The Power of Positionality
Although the Critical Alphabet has applications in many sectors of design, Noel also recognizes that her own personal story can have an impact in the classroom.
“I’m a Black woman who is not American. I’m an older woman, as well. All of those groups have levels of exclusion that I’ve experienced personally,” states Noel.
With discussions of inclusion front and center on campuses nationwide since 2020, she believes that recognizing hegemony – the dominance of a single idea, practice or culture – in design is equally as important.
“I want us to be thinking about how people’s voices are excluded in design and then how can we make sure that these excluded voices are heard,” says Noel. “Whether it’s through student-centeredness, whether it is through community engagement, whether it is in diversifying the references in the classroom.”
Noel developed the Positionality Wheel while she was a teaching fellow at the Stanford d.school, building on work on positionality that began while she was a Ph.D. candidate at the College of Design.
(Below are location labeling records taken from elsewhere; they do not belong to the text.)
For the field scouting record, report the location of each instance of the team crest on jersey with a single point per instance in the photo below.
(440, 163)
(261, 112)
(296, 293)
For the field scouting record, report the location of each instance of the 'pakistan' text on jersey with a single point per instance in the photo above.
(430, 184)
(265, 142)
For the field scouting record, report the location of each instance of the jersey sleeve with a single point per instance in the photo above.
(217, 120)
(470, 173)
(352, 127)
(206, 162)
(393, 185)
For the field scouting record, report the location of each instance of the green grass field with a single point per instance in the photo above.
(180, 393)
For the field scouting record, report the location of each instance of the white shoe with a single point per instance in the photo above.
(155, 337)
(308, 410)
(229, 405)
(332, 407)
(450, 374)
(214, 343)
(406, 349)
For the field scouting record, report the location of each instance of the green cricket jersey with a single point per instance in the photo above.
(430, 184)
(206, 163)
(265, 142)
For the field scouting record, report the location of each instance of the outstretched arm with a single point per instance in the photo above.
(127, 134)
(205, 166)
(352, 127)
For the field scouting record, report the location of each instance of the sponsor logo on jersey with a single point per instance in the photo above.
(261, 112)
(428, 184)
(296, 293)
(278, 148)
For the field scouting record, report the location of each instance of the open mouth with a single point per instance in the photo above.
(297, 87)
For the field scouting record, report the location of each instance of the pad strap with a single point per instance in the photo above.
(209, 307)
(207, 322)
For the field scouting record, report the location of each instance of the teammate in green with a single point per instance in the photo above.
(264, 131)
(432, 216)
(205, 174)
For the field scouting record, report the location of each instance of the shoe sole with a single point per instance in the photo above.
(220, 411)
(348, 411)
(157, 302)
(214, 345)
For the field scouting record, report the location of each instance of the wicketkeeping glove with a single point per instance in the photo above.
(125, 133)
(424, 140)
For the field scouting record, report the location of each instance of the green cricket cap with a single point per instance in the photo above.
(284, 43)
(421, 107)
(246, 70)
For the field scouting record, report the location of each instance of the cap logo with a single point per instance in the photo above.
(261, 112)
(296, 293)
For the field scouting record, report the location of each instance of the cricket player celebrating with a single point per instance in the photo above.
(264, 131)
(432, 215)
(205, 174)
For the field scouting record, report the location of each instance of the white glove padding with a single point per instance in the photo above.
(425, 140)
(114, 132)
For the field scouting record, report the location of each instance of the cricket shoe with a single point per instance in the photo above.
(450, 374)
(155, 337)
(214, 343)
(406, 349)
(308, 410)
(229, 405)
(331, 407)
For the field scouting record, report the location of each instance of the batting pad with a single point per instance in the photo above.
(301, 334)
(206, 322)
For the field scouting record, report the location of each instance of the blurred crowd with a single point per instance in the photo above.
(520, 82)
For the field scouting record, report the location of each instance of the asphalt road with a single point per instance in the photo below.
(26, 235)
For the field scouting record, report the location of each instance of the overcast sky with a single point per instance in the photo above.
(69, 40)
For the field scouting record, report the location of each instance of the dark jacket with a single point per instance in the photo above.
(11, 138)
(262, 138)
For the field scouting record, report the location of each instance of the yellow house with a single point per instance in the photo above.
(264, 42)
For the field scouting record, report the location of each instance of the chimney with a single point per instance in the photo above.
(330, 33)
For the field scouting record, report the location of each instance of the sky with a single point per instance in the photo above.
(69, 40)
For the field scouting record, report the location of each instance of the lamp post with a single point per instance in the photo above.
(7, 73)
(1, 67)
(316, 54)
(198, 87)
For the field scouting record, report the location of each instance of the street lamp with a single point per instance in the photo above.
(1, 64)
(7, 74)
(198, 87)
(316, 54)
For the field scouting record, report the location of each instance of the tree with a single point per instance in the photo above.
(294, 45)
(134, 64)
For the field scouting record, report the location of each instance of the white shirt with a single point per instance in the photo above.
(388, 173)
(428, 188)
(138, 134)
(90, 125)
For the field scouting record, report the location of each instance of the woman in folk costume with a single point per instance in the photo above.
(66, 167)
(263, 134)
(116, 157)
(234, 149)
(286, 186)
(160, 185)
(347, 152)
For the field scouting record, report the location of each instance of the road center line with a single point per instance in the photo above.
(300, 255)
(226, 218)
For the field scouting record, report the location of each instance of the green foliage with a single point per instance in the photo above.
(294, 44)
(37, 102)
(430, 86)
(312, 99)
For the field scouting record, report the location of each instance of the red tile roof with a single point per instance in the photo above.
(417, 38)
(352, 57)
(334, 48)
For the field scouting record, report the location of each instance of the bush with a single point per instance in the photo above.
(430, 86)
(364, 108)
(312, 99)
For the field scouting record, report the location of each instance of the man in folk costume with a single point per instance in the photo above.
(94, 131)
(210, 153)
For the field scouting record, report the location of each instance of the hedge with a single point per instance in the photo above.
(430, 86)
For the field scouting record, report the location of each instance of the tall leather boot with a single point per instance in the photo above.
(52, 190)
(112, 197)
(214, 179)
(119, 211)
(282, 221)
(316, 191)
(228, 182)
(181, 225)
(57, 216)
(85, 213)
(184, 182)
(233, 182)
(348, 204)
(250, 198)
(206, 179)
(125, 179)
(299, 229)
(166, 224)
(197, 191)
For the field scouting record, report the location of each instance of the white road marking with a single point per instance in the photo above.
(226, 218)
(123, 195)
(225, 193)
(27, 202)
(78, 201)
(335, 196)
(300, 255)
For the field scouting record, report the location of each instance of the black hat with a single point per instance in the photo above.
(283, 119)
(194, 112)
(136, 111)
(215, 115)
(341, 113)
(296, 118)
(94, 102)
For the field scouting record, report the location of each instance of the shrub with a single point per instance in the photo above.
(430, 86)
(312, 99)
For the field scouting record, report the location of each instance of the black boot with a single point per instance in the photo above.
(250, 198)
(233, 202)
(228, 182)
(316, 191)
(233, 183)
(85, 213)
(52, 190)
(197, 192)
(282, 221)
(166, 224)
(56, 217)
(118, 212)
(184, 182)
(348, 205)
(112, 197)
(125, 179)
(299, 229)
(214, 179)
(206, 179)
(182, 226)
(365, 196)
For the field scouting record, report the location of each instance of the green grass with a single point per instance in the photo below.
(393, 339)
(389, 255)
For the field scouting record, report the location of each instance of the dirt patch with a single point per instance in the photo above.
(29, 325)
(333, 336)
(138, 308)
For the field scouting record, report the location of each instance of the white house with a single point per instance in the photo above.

It is a tool used by students and colleagues to reflect and describe their identity and worldview, as well as identify how these impact their work as a team.
In the classroom, the concept of positionality can be used to provide a less Euro-centric perspective when it comes to design as well.
“It means that our students have to be doing research,” says Noel. “And we as professors can assign this research so that the students will actively think critically about new questions based on multiple identities. For example, how are people are working with animation in India? What are medical product designers doing in South Africa?”
In Noel’s current home, the Art + Design Design Studies program at the College of Design, she sees another opportunity to translate heavily academic ideas and turn them into something more accessible and applicable.
With much of her work centered around demystifying critical theory, she’s currently looking forward to the versatility the department brings to the table, as well as the potential collaborations with the college’s other disciplines.
“Design Studies ends up being a really good place for me to be because I am no longer discipline-specific,” states Noel. “If we could remove some of the silos that separate how we design, the more cross-disciplinary we can be, it would make our work a lot richer and a lot deeper.”